I have been recently involved in trying to improve the performance of an application that primarily handles messages (more and more of them). It is a kind of state machine. Three different types of entities are managed (one of the types happens to be sets of another type), and messages are received that tell what is the most recent status of each entity. So far so good, except that everything revolves around the current status of each entity, and that the main bottleneck seems to be queries that hit repeatedly a table
MESSAGE_HISTORY(msg_id, entity1_id, entity2_id, entity3_id, status, changed_by, timestamp), finding out which is the most recent status for a given
entity3_id (as you may have guessed, only one of those contains a value in each row), associated with the greatest
msg_id for the enity in question.
The solution that looked best was what was presented to me as “denormalizing”, and associating its current status to each and every entity.
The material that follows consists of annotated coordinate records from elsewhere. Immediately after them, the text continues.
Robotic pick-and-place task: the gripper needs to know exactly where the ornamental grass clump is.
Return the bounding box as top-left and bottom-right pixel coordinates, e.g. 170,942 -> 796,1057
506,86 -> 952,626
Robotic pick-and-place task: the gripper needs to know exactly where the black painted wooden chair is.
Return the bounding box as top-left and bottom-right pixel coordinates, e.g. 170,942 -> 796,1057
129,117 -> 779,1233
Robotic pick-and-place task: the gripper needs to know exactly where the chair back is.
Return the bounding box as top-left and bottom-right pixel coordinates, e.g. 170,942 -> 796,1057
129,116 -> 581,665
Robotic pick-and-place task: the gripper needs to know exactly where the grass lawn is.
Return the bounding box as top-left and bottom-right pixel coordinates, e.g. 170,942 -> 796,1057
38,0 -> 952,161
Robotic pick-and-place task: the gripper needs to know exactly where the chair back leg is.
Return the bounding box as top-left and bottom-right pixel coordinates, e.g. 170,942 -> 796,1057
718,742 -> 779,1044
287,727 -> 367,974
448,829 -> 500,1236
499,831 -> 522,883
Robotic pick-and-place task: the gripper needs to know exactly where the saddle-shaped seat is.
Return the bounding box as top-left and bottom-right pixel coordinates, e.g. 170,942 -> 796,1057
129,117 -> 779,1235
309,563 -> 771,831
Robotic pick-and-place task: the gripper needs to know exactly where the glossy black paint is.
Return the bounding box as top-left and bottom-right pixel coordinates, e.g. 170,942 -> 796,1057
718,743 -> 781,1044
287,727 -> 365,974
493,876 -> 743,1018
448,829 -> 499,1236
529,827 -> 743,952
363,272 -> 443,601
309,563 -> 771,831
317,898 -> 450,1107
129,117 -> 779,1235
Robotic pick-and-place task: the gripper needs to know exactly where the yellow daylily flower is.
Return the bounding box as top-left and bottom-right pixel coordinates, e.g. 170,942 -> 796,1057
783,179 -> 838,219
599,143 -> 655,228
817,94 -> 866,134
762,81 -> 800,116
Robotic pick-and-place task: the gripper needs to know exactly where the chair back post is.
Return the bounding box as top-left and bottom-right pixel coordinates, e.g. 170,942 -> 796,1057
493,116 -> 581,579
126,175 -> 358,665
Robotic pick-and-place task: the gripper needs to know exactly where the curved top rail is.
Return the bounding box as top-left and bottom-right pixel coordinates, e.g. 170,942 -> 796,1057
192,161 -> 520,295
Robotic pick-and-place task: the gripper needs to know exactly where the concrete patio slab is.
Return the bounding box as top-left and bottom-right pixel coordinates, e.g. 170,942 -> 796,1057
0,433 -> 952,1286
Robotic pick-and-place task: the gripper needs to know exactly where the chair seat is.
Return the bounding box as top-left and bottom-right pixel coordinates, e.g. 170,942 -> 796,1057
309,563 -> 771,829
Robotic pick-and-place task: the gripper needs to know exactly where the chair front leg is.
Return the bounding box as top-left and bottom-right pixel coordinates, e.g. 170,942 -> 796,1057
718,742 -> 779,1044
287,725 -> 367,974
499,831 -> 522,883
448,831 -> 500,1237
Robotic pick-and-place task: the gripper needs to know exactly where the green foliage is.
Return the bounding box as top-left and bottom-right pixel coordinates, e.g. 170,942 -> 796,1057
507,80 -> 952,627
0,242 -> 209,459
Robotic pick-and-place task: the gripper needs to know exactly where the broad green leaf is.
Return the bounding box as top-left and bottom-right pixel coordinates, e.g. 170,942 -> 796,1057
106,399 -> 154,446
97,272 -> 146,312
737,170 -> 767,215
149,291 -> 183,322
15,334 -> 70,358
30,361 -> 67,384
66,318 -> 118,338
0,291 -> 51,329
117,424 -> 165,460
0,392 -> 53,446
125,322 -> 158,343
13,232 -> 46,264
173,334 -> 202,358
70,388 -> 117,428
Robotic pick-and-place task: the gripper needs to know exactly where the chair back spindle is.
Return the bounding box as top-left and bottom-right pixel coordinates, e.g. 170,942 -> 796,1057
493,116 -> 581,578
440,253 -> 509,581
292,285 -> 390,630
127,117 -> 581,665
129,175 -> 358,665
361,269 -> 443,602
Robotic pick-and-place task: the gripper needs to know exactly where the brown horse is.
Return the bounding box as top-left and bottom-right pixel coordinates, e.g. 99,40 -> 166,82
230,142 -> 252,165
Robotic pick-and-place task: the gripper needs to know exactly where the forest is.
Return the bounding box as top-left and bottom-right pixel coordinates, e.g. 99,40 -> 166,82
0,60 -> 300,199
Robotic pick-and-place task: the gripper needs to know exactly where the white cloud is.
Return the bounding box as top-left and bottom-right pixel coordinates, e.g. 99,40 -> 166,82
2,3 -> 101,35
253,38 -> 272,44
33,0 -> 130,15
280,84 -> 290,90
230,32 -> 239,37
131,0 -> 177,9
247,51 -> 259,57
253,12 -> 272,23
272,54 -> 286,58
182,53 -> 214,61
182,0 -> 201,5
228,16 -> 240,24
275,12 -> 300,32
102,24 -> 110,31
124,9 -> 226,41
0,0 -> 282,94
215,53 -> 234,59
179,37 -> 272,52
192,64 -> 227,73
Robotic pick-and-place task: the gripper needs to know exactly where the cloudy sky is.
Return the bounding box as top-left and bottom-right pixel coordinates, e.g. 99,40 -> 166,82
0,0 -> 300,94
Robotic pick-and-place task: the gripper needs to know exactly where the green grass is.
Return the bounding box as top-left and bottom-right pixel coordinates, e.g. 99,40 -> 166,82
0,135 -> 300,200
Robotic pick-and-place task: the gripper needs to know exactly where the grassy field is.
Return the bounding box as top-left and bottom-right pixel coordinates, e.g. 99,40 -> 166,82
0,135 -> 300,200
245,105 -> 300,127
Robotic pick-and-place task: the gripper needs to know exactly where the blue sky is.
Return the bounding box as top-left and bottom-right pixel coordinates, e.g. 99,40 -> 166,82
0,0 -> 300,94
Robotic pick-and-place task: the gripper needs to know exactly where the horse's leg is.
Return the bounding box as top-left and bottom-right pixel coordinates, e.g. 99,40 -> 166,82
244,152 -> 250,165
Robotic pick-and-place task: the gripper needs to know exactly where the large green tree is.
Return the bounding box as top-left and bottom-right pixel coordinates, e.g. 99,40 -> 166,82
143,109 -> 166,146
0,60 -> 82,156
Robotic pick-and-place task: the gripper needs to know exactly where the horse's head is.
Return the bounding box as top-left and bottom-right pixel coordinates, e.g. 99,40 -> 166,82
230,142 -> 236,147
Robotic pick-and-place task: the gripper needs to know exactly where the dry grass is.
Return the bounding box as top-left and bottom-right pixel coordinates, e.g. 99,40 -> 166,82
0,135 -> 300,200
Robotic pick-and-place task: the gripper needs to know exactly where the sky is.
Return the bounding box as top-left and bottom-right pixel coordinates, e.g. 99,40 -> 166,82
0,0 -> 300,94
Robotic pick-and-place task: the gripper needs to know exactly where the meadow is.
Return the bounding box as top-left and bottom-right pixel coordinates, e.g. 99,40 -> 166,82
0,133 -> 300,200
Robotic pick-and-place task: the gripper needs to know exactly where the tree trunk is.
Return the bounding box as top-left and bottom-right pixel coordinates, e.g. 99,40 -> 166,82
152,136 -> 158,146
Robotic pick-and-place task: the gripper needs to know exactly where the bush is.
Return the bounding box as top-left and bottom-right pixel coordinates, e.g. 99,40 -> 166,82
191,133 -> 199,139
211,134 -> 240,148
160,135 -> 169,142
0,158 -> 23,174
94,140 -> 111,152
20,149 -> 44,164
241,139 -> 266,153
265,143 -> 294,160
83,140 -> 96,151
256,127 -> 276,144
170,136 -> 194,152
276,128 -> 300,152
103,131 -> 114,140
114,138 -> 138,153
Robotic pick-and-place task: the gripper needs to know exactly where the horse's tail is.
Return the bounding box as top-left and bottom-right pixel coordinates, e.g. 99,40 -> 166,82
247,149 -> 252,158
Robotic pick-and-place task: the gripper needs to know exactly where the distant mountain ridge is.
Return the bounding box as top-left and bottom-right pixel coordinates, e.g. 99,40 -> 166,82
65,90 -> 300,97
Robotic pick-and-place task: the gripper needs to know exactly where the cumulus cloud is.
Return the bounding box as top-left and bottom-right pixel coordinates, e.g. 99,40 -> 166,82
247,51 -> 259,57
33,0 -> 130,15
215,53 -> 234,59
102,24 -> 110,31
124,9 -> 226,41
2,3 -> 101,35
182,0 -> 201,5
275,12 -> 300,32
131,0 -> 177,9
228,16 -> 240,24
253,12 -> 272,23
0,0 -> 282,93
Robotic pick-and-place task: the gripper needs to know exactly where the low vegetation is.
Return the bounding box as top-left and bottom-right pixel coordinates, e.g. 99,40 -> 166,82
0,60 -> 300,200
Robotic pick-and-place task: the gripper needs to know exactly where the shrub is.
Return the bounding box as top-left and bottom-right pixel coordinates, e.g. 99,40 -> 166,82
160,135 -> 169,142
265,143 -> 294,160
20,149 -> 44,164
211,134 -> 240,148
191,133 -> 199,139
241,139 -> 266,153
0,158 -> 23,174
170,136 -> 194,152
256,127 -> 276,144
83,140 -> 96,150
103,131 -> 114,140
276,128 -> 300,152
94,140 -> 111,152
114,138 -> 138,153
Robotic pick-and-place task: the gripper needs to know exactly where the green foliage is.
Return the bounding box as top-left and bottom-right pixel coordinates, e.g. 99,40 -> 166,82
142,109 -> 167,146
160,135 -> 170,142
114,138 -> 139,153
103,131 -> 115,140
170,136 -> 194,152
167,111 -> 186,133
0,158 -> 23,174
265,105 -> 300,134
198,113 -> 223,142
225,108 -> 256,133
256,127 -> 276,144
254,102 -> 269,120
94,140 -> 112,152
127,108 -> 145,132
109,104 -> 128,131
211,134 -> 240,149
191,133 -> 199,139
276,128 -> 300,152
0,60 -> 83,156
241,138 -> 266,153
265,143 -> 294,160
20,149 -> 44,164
Oh, yes, but denormalizing somewhat implies that the database is normalized, isn’t it? As it happens,
MESSAGE_HISTORY is not normalized; the fact that only one of
entity3_id is not null violates the third normal form, that says that attributes only depend on the key, and cannot be derived from each other. If you tell me that
entity2_id is not null, then
entity3_id are null. Ooops.
What is the key, by the way?
msg_id? A typical identity/auto-increment/sequence generated (depending on your favorite DBMS flavor) column, that has no business-related meaning? To me, the real key should be an
entity_id, an entity type, and the timestamp (or
msg_id if the timestamp isn’t more precise than one second and a same entity can change status several times in under one second - but in that case
msg_id takes a totally different meaning). Give me a properly defined
MESSAGE_HISTORY, and it would suddenly become much easier to build indexes that would allow to get the current status really faster.
But the most interesting thing is probably that in the application the only status of interest is the current status! The historical data is a mere audit trail, just in case. Denormalizing? Not really … Just putting the focus where it belongs. The current status should really be an attribute of each entity.